With a VA mortgage, the buyers closing cost cannot be financed, with exception to the VA funding fee, regardless of the appraised value.

The VA loan amount is limited to the purchase price, appraised value or VA county loan limit (or VA jumbo loan amount)*, whichever is less.

*NOTE: VA does not set actual loan limits on counties. They do set a limit as to their maximum guarantee (meaning zero down financing). In the greater Seattle/King-County area, the loan limit for zero down financing is currently $500,000. Click here for a complete list of VA loan amounts per county.  VA loan amounts exceeding $500,000 in the Seattle/King County area are considered VA Jumbos and will require some down payment depending on the difference between the sales price and county loan limit. 

USDA loans, on the other hand, will allow for buyers closing cost to be financed IF the appraised value is higher than the sales price. The loan amount is limited to the appraised value and must be applied to bona fide closing cost.

USDA loans are also zero down programs and are only eligible in specific designated rural areas, like Snoqualmie, Carnation or Duvall, and to borrowers who meet certain household income limits. 

Sellers can contribute towards closing cost for both of these mortgage programs and currently, low mortgage rates are often paired with enough rebate pricing to cover a majority of the closing cost.

Thanks for your question!


  1. Agents (and buyers) need to know that if they are going to do this (fund such items in the loan) it needs to be disclosed to the seller, because the seller needs to know that the property will need to appraise for more than the sales price. That affects the seller.

    Consult your broker.

    • I NEVER advise USDA buyers to count on the home appraising for higher than the sales price… that’s too much of a gamble. If a buyer is not wanting to bring in funds for closing and the seller is not contributing towards the closing cost, the buyer should talk to their mortgage professional about using rebate pricing to help with closing cost.

      If the home happens to appraise for more than the sales price, and the buyer is using USDA for financing – it’s only a “bonus” IF they want to finance closing cost.

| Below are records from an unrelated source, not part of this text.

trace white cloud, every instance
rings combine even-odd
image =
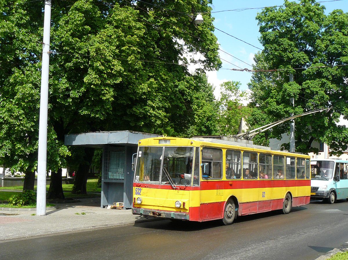
[[[348,120],[343,119],[343,116],[341,115],[340,117],[340,121],[337,123],[339,125],[344,125],[346,127],[348,127]]]
[[[208,71],[206,73],[208,77],[208,82],[214,86],[214,94],[215,98],[217,99],[220,98],[220,92],[221,92],[220,85],[225,81],[228,81],[228,80],[226,79],[223,80],[219,79],[216,71]]]
[[[254,65],[255,62],[254,61],[254,57],[255,56],[255,54],[250,52],[249,54],[248,63],[252,65]]]

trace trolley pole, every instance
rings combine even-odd
[[[292,74],[290,74],[290,82],[294,81],[294,75]],[[290,102],[292,104],[292,106],[295,106],[295,102],[293,97],[290,98]],[[291,113],[290,116],[292,116],[294,115],[293,113]],[[295,152],[295,120],[293,119],[290,121],[290,151],[291,152]]]
[[[48,104],[48,73],[49,65],[50,37],[51,28],[51,0],[45,0],[44,21],[44,40],[40,115],[39,125],[39,150],[38,157],[38,188],[36,215],[46,215],[46,173],[47,165],[47,128]]]

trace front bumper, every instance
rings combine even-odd
[[[322,200],[329,197],[331,190],[319,190],[310,193],[310,198],[312,200]],[[314,194],[315,193],[315,195]]]
[[[175,219],[190,220],[188,213],[175,211],[166,211],[164,210],[156,210],[142,208],[132,208],[132,213],[134,215],[141,215],[144,216],[158,217]]]

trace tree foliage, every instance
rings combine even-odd
[[[348,14],[336,10],[326,15],[324,10],[314,0],[285,1],[284,7],[266,8],[258,14],[264,49],[255,55],[254,68],[279,70],[253,73],[249,86],[254,109],[248,120],[255,127],[291,113],[332,107],[295,120],[296,150],[317,152],[311,146],[315,140],[339,153],[348,148],[348,130],[337,124],[341,115],[348,117]],[[285,123],[255,140],[267,144],[289,129]]]
[[[242,117],[246,118],[250,113],[250,108],[243,105],[243,100],[247,97],[245,91],[240,91],[240,83],[226,81],[220,85],[222,90],[217,102],[219,113],[217,119],[218,134],[233,135],[238,132]]]
[[[33,171],[44,7],[0,2],[0,163]],[[52,2],[48,169],[56,172],[65,166],[67,134],[127,129],[185,136],[213,130],[205,125],[214,116],[213,98],[203,72],[221,65],[211,3]],[[198,11],[205,22],[196,26]],[[201,58],[188,60],[188,52]],[[190,73],[190,62],[200,68]]]

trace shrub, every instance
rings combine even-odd
[[[19,194],[13,195],[8,200],[11,206],[26,206],[36,204],[36,193],[33,190],[23,190]]]

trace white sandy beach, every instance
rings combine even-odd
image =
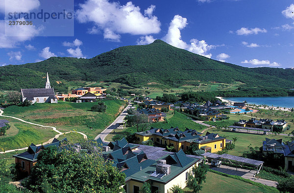
[[[216,97],[216,98],[218,98],[221,101],[224,102],[224,103],[227,103],[229,104],[230,105],[233,105],[233,104],[234,104],[234,103],[236,102],[236,101],[229,101],[226,99],[224,99],[223,98],[222,98],[222,97]],[[253,106],[253,105],[256,105],[256,106]],[[251,107],[253,108],[256,108],[256,109],[265,109],[265,110],[283,110],[283,111],[291,111],[291,108],[284,108],[284,107],[270,107],[270,106],[267,106],[267,107],[264,107],[264,106],[259,106],[259,107],[258,107],[258,105],[255,105],[255,104],[246,104],[246,107]]]

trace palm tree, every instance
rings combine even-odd
[[[236,137],[234,137],[233,138],[233,141],[234,141],[234,144],[235,145],[235,143],[236,143],[236,141],[237,141],[238,140],[238,138]]]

      • I would agree, if for no other reason than so many appraisals come in at exactly the sales price.

        Paragraph a of the state-wide purchase and sale agreement has a representation that the buyer has funds to close. The financing addendum addresses the situation where the appraisal is less than the sales price, but not where the appraisal is less than the sales price plus some closing costs. Without some tweaking and/or disclosure the buyer would likely be in breach if the appraisal came in “low” and the financing addendum would not save them.